The St. Thomas Reformed Church will host Tritle in an organ recital on March 6 and cellist Arthur Fiacco in recital accompanied by Tritle on March 8. Both programs begin at 8 p.m. Admission is free, but a freewill offering will be taken.
Organist Kent Tritle
Tritle is one of the leading organists and choral conductors in New York City today. Since 1989 he has been director of music ministries at St. Ignatius Loyola Church. Under his direction the church's music program has grown dramatically, both liturgically and in hosting the Sacred Music in a Sacred Space concert series that he founded. The broad liturgical music program explores the musical traditions of the Roman Catholic heritage, from the Gregorian chant, choral and organ music of the solemn mass to the best of contemporary idioms.
In 1991-93 Tritle was artistic consultant on the design and installation of the church's renowned four-manual, 68-stop mechanical action pipe organ by N.P. Mander. In March 1990 he began the Sacred Music in a Sacred Space series of choral/orchestral concerts and organ music. Tritle also is music director of The Dessoff Choirs, winners of the ASCAP/Chorus America award for adventurous programming of contemporary music.
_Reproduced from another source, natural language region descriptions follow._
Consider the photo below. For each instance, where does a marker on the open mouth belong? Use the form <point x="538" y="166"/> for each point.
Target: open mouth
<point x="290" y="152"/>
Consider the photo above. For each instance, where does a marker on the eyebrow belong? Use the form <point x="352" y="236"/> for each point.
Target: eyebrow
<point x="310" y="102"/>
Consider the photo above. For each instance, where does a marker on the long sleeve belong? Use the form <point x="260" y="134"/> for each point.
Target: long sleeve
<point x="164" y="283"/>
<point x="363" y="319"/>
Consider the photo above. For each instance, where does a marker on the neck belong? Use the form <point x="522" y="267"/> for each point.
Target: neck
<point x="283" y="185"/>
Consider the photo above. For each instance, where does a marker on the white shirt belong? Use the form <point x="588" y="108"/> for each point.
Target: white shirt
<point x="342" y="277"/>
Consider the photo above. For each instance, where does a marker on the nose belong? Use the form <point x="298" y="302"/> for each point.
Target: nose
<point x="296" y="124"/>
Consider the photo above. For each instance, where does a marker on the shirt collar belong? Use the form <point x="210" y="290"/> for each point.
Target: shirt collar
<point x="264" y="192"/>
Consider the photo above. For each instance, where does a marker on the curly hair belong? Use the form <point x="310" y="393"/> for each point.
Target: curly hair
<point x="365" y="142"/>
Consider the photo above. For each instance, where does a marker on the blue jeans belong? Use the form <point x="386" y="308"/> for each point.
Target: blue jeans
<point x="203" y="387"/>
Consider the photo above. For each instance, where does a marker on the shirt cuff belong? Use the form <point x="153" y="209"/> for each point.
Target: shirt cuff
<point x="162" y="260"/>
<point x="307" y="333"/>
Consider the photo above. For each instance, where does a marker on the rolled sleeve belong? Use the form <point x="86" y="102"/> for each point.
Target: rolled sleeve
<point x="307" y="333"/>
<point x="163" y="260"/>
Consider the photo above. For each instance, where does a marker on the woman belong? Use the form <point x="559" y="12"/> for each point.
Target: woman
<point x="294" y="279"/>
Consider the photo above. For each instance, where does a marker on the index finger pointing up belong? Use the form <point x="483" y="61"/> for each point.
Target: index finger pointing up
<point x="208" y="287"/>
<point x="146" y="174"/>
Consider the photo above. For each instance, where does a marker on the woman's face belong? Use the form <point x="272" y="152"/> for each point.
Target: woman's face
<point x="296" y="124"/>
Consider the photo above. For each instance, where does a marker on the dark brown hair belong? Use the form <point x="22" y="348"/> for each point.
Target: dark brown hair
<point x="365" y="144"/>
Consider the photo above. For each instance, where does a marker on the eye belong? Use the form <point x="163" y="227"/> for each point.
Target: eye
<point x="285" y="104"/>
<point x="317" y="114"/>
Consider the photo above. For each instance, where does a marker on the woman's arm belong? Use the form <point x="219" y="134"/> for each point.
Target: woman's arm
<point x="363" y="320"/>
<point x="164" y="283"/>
In his six years with Dessoff, the choir has sung with the Cleveland Orchestra, the New York Philharmonic, San Francisco Symphony and American Symphony Orchestra, as well as regularly with Lincoln Center's Mostly Mozart Festival.
And he is organist of both the New York Philharmonic and the American Symphony Orchestra. With the Philharmonic he has recorded Brahms's "Ein Deutsches Requiem" and Britten's "War Requiem" conducted by Kurt Masur and, most recently, the Grammy-nominated "Sweeney Todd" conducted by Andrew Litton.
Tritle holds undergraduate and graduate degrees from The Juilliard School in organ performance and choral conducting and has been on the Juilliard faculty since 1996.
As an organ recitalist, he has performed widely in the United States and Europe. Next fall, he will return for performances as a guest artist with the Chamber Music Society of Lincoln Center.
He has been profiled in The New York Times and was the subject of a full program on Minnesota Public Radio's "Pipe Dreams," broadcast nationally. Audiophile Audition called his "Romantic Organ" album on the Epiphany label the "best recording of the year" in 1996.
For his St. Thomas recital, he will perform major works of Bach, Cesar Franck, Francois Couperin and American composer Daniel Pinkham. A particular treat for the audience will be his performance of the "Fantasie and Fugue on B-A-C-H" by the legendary 19th century virtuoso Franz Liszt. The work is a monumental tour de force calling for the resources of a big instrument and a performer with big technique.
Cellist Arthur Fiacco
Fiacco has appeared as soloist with the Mark Morris Dance Company, the performance artist Meredith Monk, and Broadway's Patti LuPone at Lincoln Center's Vivian Beaumont Theater. He performed the world premiere of Paul Moravec's Pulitzer-nominated cello concerto "Montserrat" as part of the Sacred Music in a Sacred Space concert series. For several seasons he has been a featured chamber soloist at Lincoln Center's Mostly Mozart Festival.
The New York Times hailed as "definitive" his recording of Mozart's Haffner Symphony in Hummel’s chamber transcription on the Boston Skyline label. His most recent recording, Couperin's "Les Nations" with the Hanoverian Ensemble, is to be released this month.
Fiacco is an active participant in the Lincoln Center, Ravinia, Caramoor, Wolf Trap and Music Mountain Festivals. On baroque cello he has performed with the Boston and Connecticut Early Music Festivals and with the Helicon Foundation. He performs regularly with the Orchestra of St. Luke’s and is a featured soloist with the Choir of St. Ignatius Loyola on its recording of the Duruflé Requiem.
His St. Thomas program will feature two excerpts from the cello suites of J.S. Bach and a transcription of a slow movement from the fifth organ symphony of Charles Marie Widor. He also will perform works by Benedetto Marcello, Antonio Vivaldi, Johannes Brahms and Tchaikovsky.
Fiacco also will play for the 7 p.m. Ash Wednesday service at the church on March 5.